China and South Korea were able to stymie the spread of the virus using draconian measures and European countries are following suit. So even without knowing what tomorrow will bring, it is clear that Netanyahu’s decisions are so far completely reasonable.
The spread of the virus is still ongoing and it is not yet entirely clear what measure was the most effective, but it’s hard to find a smidgen of personal interest in Netanyahu’s decisions.
In times of emergency, leaders make decisions that seem the most efficient in their eyes, and even if it turns out that one of them - including Netanyahu - had made the wrong decision, it would not be because of personal interests or political survival.
Netanyahu has proven in the past that his decision-making process is affected by both pressures from his environment and personal interests, but the same rules that play in Israeli politics don’t apply for times of a mega-crisis.

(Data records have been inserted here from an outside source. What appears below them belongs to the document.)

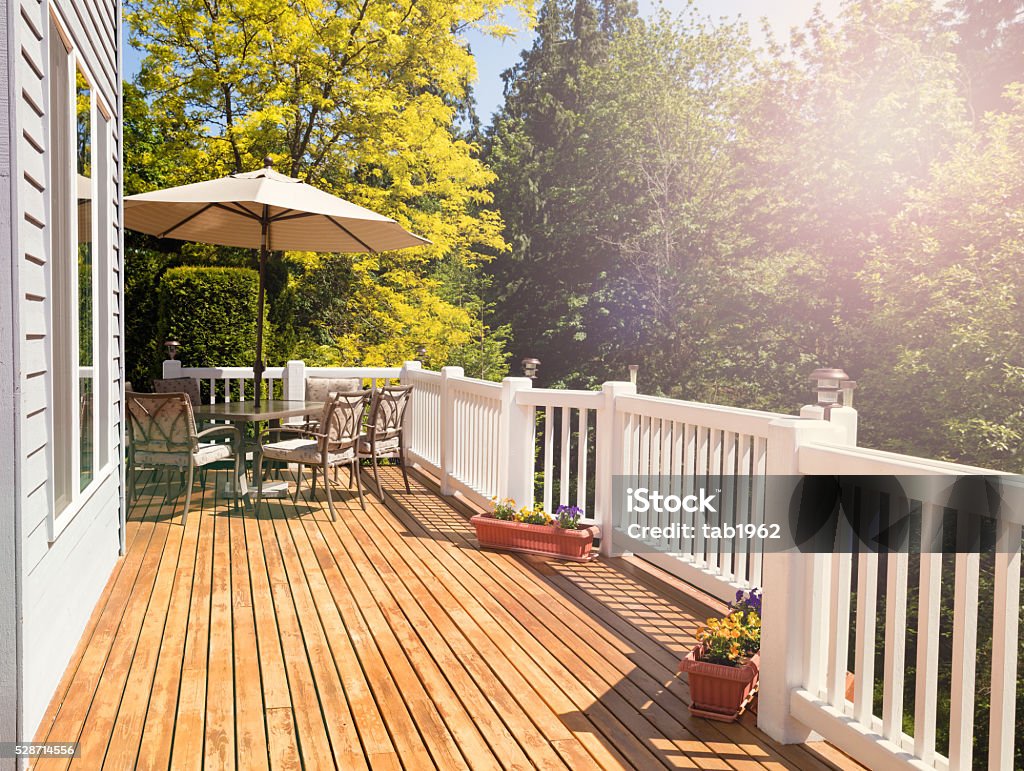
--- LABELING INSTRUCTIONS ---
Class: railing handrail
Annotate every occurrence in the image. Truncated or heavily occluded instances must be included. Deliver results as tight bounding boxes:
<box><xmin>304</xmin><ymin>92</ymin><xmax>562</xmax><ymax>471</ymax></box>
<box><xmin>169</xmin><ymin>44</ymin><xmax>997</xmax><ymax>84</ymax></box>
<box><xmin>515</xmin><ymin>388</ymin><xmax>604</xmax><ymax>410</ymax></box>
<box><xmin>799</xmin><ymin>442</ymin><xmax>1010</xmax><ymax>476</ymax></box>
<box><xmin>615</xmin><ymin>394</ymin><xmax>793</xmax><ymax>436</ymax></box>
<box><xmin>449</xmin><ymin>377</ymin><xmax>502</xmax><ymax>401</ymax></box>
<box><xmin>165</xmin><ymin>367</ymin><xmax>285</xmax><ymax>380</ymax></box>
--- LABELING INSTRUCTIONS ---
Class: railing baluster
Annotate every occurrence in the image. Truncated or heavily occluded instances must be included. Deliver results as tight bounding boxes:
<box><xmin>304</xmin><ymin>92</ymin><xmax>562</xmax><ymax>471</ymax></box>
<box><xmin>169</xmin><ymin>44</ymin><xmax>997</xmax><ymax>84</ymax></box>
<box><xmin>544</xmin><ymin>406</ymin><xmax>555</xmax><ymax>511</ymax></box>
<box><xmin>882</xmin><ymin>551</ymin><xmax>909</xmax><ymax>746</ymax></box>
<box><xmin>913</xmin><ymin>503</ymin><xmax>942</xmax><ymax>764</ymax></box>
<box><xmin>558</xmin><ymin>406</ymin><xmax>572</xmax><ymax>506</ymax></box>
<box><xmin>719</xmin><ymin>431</ymin><xmax>738</xmax><ymax>581</ymax></box>
<box><xmin>751</xmin><ymin>436</ymin><xmax>768</xmax><ymax>587</ymax></box>
<box><xmin>701</xmin><ymin>429</ymin><xmax>725</xmax><ymax>571</ymax></box>
<box><xmin>826</xmin><ymin>517</ymin><xmax>853</xmax><ymax>712</ymax></box>
<box><xmin>669</xmin><ymin>421</ymin><xmax>686</xmax><ymax>553</ymax></box>
<box><xmin>577</xmin><ymin>408</ymin><xmax>593</xmax><ymax>511</ymax></box>
<box><xmin>949</xmin><ymin>532</ymin><xmax>981</xmax><ymax>769</ymax></box>
<box><xmin>734</xmin><ymin>434</ymin><xmax>755</xmax><ymax>587</ymax></box>
<box><xmin>988</xmin><ymin>522</ymin><xmax>1021</xmax><ymax>768</ymax></box>
<box><xmin>853</xmin><ymin>532</ymin><xmax>879</xmax><ymax>726</ymax></box>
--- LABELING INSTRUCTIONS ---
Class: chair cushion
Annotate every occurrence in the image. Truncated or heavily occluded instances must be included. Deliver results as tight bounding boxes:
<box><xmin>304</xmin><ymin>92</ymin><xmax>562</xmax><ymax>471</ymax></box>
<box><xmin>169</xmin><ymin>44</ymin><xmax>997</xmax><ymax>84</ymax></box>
<box><xmin>195</xmin><ymin>444</ymin><xmax>232</xmax><ymax>466</ymax></box>
<box><xmin>263</xmin><ymin>437</ymin><xmax>355</xmax><ymax>466</ymax></box>
<box><xmin>135</xmin><ymin>444</ymin><xmax>232</xmax><ymax>468</ymax></box>
<box><xmin>359</xmin><ymin>435</ymin><xmax>398</xmax><ymax>456</ymax></box>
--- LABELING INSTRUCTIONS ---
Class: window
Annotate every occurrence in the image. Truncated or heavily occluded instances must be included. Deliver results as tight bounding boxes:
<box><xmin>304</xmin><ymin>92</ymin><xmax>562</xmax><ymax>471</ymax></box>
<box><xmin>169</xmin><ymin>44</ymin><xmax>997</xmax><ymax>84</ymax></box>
<box><xmin>48</xmin><ymin>19</ymin><xmax>112</xmax><ymax>538</ymax></box>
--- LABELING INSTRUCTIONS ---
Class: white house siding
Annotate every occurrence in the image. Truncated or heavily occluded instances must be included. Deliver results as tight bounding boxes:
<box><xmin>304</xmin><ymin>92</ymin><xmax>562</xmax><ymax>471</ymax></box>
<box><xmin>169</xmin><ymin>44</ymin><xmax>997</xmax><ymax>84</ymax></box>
<box><xmin>0</xmin><ymin>4</ymin><xmax>19</xmax><ymax>771</ymax></box>
<box><xmin>12</xmin><ymin>0</ymin><xmax>123</xmax><ymax>740</ymax></box>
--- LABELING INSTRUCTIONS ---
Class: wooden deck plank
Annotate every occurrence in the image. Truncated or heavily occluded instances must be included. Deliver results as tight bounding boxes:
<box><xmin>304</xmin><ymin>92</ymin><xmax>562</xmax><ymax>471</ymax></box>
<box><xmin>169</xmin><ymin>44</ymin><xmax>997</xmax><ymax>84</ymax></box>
<box><xmin>274</xmin><ymin>511</ymin><xmax>397</xmax><ymax>768</ymax></box>
<box><xmin>134</xmin><ymin>481</ymin><xmax>206</xmax><ymax>770</ymax></box>
<box><xmin>230</xmin><ymin>505</ymin><xmax>270</xmax><ymax>771</ymax></box>
<box><xmin>258</xmin><ymin>505</ymin><xmax>335</xmax><ymax>770</ymax></box>
<box><xmin>398</xmin><ymin>475</ymin><xmax>839</xmax><ymax>768</ymax></box>
<box><xmin>171</xmin><ymin>483</ymin><xmax>217</xmax><ymax>769</ymax></box>
<box><xmin>203</xmin><ymin>495</ymin><xmax>236</xmax><ymax>771</ymax></box>
<box><xmin>336</xmin><ymin>499</ymin><xmax>583</xmax><ymax>769</ymax></box>
<box><xmin>29</xmin><ymin>462</ymin><xmax>856</xmax><ymax>771</ymax></box>
<box><xmin>38</xmin><ymin>489</ymin><xmax>166</xmax><ymax>769</ymax></box>
<box><xmin>372</xmin><ymin>481</ymin><xmax>730</xmax><ymax>769</ymax></box>
<box><xmin>311</xmin><ymin>495</ymin><xmax>532</xmax><ymax>769</ymax></box>
<box><xmin>260</xmin><ymin>495</ymin><xmax>367</xmax><ymax>770</ymax></box>
<box><xmin>276</xmin><ymin>493</ymin><xmax>468</xmax><ymax>769</ymax></box>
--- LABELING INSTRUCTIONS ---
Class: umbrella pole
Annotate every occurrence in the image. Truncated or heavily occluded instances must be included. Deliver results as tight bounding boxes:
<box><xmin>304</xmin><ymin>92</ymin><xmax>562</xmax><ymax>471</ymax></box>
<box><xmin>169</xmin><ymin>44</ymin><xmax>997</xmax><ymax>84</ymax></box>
<box><xmin>253</xmin><ymin>213</ymin><xmax>269</xmax><ymax>409</ymax></box>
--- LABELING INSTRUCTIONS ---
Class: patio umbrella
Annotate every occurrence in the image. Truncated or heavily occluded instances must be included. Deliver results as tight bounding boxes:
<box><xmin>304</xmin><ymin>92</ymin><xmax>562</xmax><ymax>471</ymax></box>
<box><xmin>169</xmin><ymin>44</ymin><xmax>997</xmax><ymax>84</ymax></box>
<box><xmin>124</xmin><ymin>159</ymin><xmax>430</xmax><ymax>404</ymax></box>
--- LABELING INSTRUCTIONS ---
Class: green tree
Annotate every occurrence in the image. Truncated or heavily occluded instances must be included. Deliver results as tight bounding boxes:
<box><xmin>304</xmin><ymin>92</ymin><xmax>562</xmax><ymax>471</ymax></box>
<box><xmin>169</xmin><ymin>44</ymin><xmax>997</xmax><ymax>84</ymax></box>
<box><xmin>863</xmin><ymin>86</ymin><xmax>1024</xmax><ymax>473</ymax></box>
<box><xmin>128</xmin><ymin>0</ymin><xmax>532</xmax><ymax>374</ymax></box>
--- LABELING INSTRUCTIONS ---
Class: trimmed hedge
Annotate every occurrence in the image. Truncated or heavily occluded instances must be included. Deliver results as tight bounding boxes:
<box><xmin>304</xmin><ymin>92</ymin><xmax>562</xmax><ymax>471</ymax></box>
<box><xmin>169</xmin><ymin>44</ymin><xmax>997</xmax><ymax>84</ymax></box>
<box><xmin>157</xmin><ymin>266</ymin><xmax>273</xmax><ymax>367</ymax></box>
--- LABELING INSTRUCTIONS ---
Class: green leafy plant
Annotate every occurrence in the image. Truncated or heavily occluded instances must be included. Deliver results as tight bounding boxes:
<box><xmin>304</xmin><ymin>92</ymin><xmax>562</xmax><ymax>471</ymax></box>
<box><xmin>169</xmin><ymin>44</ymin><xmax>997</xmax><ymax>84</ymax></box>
<box><xmin>495</xmin><ymin>498</ymin><xmax>516</xmax><ymax>522</ymax></box>
<box><xmin>515</xmin><ymin>506</ymin><xmax>554</xmax><ymax>524</ymax></box>
<box><xmin>555</xmin><ymin>504</ymin><xmax>584</xmax><ymax>530</ymax></box>
<box><xmin>697</xmin><ymin>590</ymin><xmax>761</xmax><ymax>667</ymax></box>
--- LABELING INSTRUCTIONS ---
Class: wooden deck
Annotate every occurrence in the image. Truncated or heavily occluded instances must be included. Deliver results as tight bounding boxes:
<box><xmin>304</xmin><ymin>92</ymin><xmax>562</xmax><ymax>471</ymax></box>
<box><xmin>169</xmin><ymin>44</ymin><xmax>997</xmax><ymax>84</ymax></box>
<box><xmin>36</xmin><ymin>462</ymin><xmax>855</xmax><ymax>771</ymax></box>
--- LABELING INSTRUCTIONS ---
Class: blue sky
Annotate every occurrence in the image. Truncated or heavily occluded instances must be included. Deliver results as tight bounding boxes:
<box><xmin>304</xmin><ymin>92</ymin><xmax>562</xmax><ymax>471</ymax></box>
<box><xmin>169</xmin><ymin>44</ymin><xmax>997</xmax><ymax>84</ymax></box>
<box><xmin>124</xmin><ymin>0</ymin><xmax>840</xmax><ymax>124</ymax></box>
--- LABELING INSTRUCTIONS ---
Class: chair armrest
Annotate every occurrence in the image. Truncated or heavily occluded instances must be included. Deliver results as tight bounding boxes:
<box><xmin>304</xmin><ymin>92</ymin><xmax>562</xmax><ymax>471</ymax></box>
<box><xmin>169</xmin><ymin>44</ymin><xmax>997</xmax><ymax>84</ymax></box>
<box><xmin>196</xmin><ymin>425</ymin><xmax>243</xmax><ymax>449</ymax></box>
<box><xmin>257</xmin><ymin>426</ymin><xmax>323</xmax><ymax>444</ymax></box>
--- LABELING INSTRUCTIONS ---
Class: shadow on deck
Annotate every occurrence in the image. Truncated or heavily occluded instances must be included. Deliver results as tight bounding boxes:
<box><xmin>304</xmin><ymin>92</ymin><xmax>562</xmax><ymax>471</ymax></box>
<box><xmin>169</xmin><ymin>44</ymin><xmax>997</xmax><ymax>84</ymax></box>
<box><xmin>37</xmin><ymin>460</ymin><xmax>855</xmax><ymax>771</ymax></box>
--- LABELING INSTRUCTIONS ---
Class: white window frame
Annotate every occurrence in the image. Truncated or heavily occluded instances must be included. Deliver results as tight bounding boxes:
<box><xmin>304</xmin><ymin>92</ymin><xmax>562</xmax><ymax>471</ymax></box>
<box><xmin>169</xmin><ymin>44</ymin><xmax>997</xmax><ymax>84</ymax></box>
<box><xmin>45</xmin><ymin>13</ymin><xmax>118</xmax><ymax>543</ymax></box>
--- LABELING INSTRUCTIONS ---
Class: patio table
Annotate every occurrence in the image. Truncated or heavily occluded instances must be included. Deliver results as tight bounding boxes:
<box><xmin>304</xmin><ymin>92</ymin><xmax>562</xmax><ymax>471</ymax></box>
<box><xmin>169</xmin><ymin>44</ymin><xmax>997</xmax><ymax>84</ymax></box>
<box><xmin>193</xmin><ymin>399</ymin><xmax>324</xmax><ymax>500</ymax></box>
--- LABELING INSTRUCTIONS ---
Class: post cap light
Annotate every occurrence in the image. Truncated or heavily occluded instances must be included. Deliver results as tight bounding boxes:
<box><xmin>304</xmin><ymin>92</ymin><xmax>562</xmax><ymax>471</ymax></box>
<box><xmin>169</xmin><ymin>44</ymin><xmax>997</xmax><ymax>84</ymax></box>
<box><xmin>811</xmin><ymin>368</ymin><xmax>848</xmax><ymax>420</ymax></box>
<box><xmin>164</xmin><ymin>340</ymin><xmax>181</xmax><ymax>361</ymax></box>
<box><xmin>839</xmin><ymin>380</ymin><xmax>857</xmax><ymax>406</ymax></box>
<box><xmin>522</xmin><ymin>357</ymin><xmax>541</xmax><ymax>380</ymax></box>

So, we can lambaste his politics and detest his policies but there is no need to undermine the public’s trust in the tough decisions Netanyahu is now having to make simply because we don’t like his politics and the corruption that has stuck to him.
We can look to Italy as an omen to what this crisis may become in the coming days and weeks.
Netanyahu must not be left alone at the helm - the people need a unity government. But when it comes to dealing with the virus, and as long as Netanyahu is in charge, there is no reason to suspect he acts for his own sake and not that of the public.
And to those journalists who make baseless accusations against Netanyahu - take a good look in the mirror and show some restraint.